In a memorandum submitted to the Minister for Commerce and Industry, Mr Kamal Nath, the PHDCCI also suggested that duty-free import of research and development equipment for some sectors, such as textile, should be allowed up to 25 per cent of the freight on board (f.o.b) value of exports, as provided for pharmaceuticals and biotechnology.

All announcements made in the policy last year, which had not taken effect due to the absence of enabling notifications from the Department of Revenue and the Reserve Bank of India, should be made operational, it said.

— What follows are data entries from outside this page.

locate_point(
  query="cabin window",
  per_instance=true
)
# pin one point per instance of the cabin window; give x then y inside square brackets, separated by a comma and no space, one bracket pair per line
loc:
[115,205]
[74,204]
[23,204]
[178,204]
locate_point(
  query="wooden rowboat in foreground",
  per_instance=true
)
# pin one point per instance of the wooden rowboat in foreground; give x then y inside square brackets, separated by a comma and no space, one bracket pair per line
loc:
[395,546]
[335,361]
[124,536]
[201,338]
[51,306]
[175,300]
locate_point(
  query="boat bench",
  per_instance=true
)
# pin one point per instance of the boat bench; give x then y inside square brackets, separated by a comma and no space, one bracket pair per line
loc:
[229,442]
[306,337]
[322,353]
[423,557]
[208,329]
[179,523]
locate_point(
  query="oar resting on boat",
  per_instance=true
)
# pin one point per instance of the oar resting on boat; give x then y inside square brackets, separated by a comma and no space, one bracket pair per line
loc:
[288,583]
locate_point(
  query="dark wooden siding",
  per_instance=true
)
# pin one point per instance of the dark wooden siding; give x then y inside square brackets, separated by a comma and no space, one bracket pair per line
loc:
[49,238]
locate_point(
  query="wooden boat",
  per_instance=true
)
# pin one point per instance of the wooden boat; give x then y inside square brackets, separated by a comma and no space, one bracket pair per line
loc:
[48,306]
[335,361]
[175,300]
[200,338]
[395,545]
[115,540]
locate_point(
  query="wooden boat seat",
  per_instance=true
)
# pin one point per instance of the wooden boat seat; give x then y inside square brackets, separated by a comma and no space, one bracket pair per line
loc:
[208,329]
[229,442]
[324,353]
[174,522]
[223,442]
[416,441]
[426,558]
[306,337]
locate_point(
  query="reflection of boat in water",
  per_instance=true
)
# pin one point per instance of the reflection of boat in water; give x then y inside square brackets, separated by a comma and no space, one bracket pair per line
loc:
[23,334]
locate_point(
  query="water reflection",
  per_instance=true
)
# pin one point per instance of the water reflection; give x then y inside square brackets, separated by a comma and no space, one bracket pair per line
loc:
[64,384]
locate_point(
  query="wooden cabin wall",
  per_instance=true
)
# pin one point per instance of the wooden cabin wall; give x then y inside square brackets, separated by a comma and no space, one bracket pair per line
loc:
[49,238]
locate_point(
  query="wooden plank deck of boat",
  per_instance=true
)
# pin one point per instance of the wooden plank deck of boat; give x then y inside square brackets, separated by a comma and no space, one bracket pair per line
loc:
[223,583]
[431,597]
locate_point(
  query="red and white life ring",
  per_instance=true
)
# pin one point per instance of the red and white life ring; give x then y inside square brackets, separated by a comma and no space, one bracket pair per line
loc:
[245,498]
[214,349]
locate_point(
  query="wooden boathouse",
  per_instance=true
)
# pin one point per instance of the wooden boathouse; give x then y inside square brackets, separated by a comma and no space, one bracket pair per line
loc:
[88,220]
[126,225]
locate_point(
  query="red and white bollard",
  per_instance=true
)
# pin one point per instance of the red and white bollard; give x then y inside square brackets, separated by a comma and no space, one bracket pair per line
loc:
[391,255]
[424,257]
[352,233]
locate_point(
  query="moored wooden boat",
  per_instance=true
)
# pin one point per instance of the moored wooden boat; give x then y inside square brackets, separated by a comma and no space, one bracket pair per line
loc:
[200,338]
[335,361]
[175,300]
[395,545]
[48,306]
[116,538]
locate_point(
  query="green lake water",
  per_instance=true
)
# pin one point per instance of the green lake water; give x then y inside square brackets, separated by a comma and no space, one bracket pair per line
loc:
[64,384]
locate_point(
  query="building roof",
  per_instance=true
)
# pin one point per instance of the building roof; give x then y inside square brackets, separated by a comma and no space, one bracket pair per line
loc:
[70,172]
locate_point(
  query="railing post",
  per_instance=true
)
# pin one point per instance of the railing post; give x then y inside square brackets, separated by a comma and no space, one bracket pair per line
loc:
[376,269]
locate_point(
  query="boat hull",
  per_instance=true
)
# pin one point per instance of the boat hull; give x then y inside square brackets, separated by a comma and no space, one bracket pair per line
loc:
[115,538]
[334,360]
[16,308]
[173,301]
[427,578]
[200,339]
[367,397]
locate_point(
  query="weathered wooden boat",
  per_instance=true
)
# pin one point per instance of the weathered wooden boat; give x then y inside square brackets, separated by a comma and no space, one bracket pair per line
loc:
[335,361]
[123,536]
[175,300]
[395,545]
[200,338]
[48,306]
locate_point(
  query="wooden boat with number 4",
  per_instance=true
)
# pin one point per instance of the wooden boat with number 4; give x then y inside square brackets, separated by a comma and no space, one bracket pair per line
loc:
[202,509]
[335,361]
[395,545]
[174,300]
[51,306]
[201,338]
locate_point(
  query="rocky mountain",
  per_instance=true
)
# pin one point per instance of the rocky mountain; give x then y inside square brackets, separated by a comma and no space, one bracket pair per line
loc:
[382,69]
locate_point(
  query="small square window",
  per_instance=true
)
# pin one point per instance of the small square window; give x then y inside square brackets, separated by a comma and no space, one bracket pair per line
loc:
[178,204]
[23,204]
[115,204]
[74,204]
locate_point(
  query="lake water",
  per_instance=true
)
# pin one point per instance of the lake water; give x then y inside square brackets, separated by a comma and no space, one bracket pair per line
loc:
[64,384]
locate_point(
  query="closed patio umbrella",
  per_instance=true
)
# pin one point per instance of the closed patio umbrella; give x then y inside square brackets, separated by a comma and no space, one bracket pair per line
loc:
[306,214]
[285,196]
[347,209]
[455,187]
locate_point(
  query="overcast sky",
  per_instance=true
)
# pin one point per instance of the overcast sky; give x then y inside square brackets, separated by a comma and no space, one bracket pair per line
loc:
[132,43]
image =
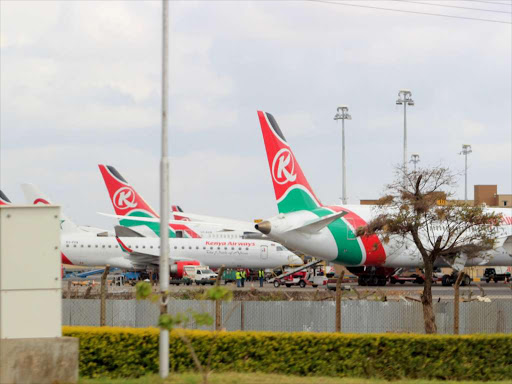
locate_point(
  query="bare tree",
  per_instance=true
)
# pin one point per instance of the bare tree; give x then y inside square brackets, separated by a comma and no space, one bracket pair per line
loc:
[411,214]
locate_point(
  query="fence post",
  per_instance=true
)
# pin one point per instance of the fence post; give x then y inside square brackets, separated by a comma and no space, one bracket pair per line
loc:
[338,301]
[218,302]
[103,296]
[68,294]
[242,316]
[456,303]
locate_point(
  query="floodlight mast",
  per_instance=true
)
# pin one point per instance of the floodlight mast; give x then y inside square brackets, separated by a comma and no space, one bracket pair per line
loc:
[164,197]
[342,114]
[404,97]
[466,150]
[415,159]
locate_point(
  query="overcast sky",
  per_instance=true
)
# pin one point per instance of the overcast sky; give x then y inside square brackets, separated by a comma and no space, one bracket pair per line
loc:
[80,85]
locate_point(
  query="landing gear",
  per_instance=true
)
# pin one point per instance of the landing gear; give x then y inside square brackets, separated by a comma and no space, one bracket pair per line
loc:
[372,280]
[449,280]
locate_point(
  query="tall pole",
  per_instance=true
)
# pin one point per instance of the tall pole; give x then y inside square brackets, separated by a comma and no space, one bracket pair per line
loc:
[164,195]
[466,178]
[466,150]
[404,97]
[343,115]
[344,189]
[405,138]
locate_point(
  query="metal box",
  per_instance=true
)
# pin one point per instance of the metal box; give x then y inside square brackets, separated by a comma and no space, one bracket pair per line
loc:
[30,272]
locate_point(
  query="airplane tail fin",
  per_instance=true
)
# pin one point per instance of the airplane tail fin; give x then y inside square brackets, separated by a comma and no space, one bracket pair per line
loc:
[4,200]
[291,187]
[34,196]
[127,202]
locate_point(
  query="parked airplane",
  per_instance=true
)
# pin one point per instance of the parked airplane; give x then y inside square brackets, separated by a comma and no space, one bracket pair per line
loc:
[328,232]
[128,203]
[85,247]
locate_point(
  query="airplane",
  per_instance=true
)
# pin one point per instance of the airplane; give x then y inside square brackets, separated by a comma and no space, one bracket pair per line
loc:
[128,203]
[328,232]
[85,247]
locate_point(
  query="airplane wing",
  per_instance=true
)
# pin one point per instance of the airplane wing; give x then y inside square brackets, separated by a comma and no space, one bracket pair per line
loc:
[142,259]
[234,226]
[319,223]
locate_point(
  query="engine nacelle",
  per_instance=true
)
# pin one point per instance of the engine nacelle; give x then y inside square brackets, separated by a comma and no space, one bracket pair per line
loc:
[176,269]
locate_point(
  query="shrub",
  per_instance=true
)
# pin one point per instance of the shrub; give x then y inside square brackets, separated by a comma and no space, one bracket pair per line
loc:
[128,352]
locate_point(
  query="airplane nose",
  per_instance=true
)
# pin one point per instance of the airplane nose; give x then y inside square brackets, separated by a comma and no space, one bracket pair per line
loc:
[264,227]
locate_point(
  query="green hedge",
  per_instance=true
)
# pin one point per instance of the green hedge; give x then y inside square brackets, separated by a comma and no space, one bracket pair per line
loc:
[128,352]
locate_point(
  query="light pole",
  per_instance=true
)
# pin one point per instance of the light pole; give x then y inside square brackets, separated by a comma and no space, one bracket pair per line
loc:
[404,97]
[466,150]
[164,197]
[343,115]
[415,159]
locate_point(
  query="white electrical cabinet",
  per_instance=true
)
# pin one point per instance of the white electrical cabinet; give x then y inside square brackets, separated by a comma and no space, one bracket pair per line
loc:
[30,272]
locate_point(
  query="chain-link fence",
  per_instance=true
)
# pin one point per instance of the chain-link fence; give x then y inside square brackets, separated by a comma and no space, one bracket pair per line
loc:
[314,316]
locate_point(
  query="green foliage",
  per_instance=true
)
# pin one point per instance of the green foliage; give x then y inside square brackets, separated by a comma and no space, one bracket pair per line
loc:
[143,290]
[125,352]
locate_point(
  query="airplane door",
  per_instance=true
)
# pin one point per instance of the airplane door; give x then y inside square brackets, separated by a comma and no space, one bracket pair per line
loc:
[264,252]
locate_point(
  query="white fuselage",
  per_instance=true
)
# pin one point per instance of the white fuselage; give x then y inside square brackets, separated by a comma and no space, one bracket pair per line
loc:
[398,252]
[90,250]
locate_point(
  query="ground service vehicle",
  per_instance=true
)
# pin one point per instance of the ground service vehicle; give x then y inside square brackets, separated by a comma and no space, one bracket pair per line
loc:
[497,274]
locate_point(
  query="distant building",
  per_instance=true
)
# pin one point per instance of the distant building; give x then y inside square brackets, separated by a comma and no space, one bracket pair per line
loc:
[484,194]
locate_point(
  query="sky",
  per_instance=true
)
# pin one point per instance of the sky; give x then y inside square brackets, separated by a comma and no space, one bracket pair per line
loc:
[80,85]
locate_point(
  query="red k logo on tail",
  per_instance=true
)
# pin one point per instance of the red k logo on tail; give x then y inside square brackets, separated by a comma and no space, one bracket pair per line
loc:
[283,167]
[124,198]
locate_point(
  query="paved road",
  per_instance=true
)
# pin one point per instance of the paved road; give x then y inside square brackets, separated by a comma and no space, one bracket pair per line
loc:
[492,289]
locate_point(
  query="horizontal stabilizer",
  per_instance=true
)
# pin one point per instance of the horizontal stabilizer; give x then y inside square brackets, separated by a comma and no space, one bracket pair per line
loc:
[317,224]
[233,226]
[126,232]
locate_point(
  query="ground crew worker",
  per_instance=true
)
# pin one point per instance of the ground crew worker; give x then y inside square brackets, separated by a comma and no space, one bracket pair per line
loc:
[244,276]
[238,277]
[261,276]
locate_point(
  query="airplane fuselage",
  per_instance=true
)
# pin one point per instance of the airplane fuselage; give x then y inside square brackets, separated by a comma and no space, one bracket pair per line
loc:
[90,250]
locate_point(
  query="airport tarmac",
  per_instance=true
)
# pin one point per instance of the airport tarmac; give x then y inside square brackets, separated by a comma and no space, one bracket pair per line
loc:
[351,290]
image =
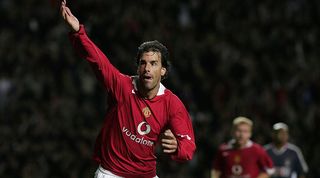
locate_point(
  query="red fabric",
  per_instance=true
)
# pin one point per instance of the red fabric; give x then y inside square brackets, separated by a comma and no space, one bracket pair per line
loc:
[122,146]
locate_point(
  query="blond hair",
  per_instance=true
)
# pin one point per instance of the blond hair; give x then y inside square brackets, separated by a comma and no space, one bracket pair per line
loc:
[242,120]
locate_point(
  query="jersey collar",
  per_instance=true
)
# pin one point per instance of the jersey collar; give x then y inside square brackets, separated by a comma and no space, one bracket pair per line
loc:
[135,79]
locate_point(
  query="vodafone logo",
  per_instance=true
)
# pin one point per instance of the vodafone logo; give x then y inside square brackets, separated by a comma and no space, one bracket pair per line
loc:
[146,130]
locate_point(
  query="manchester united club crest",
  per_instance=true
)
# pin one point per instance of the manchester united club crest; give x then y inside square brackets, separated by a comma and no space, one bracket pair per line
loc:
[237,159]
[146,112]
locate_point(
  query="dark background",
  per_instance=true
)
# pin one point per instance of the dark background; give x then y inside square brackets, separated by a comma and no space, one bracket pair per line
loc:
[258,59]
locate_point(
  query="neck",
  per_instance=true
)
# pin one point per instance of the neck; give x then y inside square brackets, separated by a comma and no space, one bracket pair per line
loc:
[148,94]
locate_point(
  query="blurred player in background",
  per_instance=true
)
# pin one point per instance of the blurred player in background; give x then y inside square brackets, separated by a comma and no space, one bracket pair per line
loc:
[140,109]
[241,157]
[287,158]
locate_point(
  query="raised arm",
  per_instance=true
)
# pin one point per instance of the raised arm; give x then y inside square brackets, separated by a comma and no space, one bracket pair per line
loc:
[68,17]
[85,48]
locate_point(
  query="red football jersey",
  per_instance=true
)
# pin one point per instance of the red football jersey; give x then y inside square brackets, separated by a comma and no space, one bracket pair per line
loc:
[247,162]
[126,143]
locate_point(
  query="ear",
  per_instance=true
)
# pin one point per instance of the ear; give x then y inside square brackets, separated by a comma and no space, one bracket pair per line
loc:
[163,71]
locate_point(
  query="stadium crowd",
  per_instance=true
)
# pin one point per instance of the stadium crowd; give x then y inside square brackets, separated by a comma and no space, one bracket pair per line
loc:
[258,59]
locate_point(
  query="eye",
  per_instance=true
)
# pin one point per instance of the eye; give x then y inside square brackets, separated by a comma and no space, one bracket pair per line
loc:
[154,63]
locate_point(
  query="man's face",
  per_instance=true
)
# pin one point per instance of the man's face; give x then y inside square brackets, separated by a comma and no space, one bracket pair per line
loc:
[150,70]
[281,136]
[242,133]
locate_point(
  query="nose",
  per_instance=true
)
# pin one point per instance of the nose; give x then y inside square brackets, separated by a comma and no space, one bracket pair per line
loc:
[147,67]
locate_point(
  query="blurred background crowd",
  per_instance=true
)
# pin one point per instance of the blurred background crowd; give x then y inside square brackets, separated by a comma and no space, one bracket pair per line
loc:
[258,59]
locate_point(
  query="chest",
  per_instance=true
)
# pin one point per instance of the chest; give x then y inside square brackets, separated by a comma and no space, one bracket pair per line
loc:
[144,117]
[243,157]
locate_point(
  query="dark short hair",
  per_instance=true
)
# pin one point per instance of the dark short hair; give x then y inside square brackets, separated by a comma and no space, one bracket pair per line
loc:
[155,46]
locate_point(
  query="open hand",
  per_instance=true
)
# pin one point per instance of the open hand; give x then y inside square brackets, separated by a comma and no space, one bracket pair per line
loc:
[70,19]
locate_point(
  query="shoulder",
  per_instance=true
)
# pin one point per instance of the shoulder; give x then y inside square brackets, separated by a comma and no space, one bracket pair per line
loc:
[257,147]
[293,148]
[172,98]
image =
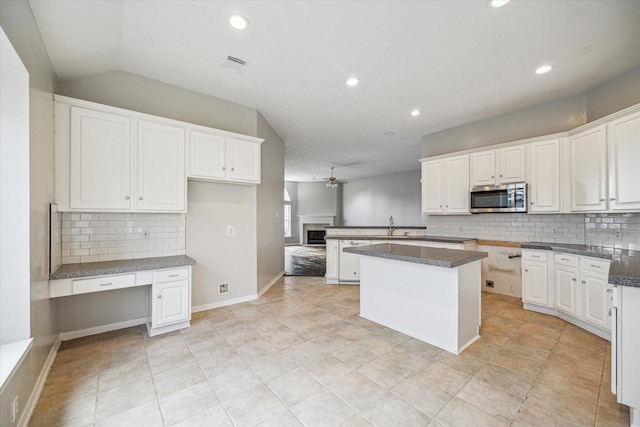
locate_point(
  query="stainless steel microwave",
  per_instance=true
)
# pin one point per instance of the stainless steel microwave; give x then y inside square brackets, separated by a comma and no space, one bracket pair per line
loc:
[499,198]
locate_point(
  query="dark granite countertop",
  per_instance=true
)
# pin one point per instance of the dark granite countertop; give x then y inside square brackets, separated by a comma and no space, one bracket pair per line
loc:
[447,258]
[400,237]
[625,264]
[72,271]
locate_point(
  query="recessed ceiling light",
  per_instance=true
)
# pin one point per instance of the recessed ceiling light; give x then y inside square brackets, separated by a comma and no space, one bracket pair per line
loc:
[238,22]
[543,69]
[499,3]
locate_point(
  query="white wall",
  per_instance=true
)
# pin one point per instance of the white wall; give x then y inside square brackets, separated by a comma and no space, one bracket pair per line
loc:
[19,25]
[221,259]
[270,221]
[372,201]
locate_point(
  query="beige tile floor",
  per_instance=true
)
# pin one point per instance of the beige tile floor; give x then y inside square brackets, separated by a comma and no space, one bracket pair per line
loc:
[301,355]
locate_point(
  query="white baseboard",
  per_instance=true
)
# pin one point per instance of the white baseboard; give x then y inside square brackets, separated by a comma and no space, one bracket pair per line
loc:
[64,336]
[224,303]
[37,390]
[270,284]
[238,300]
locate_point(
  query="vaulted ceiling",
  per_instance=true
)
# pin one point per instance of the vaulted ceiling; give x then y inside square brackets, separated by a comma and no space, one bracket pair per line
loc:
[455,61]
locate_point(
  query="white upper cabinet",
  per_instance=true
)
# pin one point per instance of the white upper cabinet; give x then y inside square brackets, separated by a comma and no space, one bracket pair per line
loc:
[588,170]
[99,147]
[500,166]
[445,186]
[218,157]
[623,139]
[207,155]
[544,176]
[161,168]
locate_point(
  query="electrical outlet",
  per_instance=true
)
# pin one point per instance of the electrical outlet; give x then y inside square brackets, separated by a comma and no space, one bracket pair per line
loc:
[14,409]
[223,288]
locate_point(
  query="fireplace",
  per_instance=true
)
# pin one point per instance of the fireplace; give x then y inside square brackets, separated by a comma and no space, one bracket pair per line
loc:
[313,223]
[316,237]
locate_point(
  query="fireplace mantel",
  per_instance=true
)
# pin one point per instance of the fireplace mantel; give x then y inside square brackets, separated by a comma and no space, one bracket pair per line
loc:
[313,219]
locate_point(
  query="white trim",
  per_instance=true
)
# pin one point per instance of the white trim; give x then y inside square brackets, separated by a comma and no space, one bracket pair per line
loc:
[37,390]
[11,357]
[64,336]
[224,303]
[271,283]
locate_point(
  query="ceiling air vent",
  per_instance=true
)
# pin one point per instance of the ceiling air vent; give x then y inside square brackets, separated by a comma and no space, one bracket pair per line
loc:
[235,65]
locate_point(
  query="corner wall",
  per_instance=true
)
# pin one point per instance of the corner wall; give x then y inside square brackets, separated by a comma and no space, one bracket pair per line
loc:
[19,25]
[270,206]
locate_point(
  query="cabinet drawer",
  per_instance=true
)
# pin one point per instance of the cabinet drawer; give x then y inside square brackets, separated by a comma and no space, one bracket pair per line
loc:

The chamber also suggested that the interest rate on the proportionate duty saved on the unfulfilled portion of the export obligation under the Export Promotion Capital Goods (EPCG) Scheme needs to be reduced to at least 10 per cent from 15 per cent. The need to obtain separate licence for machinery spares under the EPCG Scheme should also be done away with as this creates problems and time delays for exporters, it added.

According to the PHDCCI, there is a need to take a balanced approach between Export-Oriented Units and units in the domestic tariff area as EOUs had lost competitiveness in recent times.

Exemption from payment of all types of duties and statutory levies by EOUs should be introduced to make them internationally competitive. Introduction of Value Added Tax may take care of some of these problems, but the problem of central sales tax incidence remains.

The Duty Exemption Pass Book and duty drawback rates should be fixed to compensate the additional cost of power as this was reducing the cost competitiveness of Indian exporters.

Even though input costs could not be neutralised by the Government under the World Trade Organisation framework, neutralisation of all duties and levies should be looked into.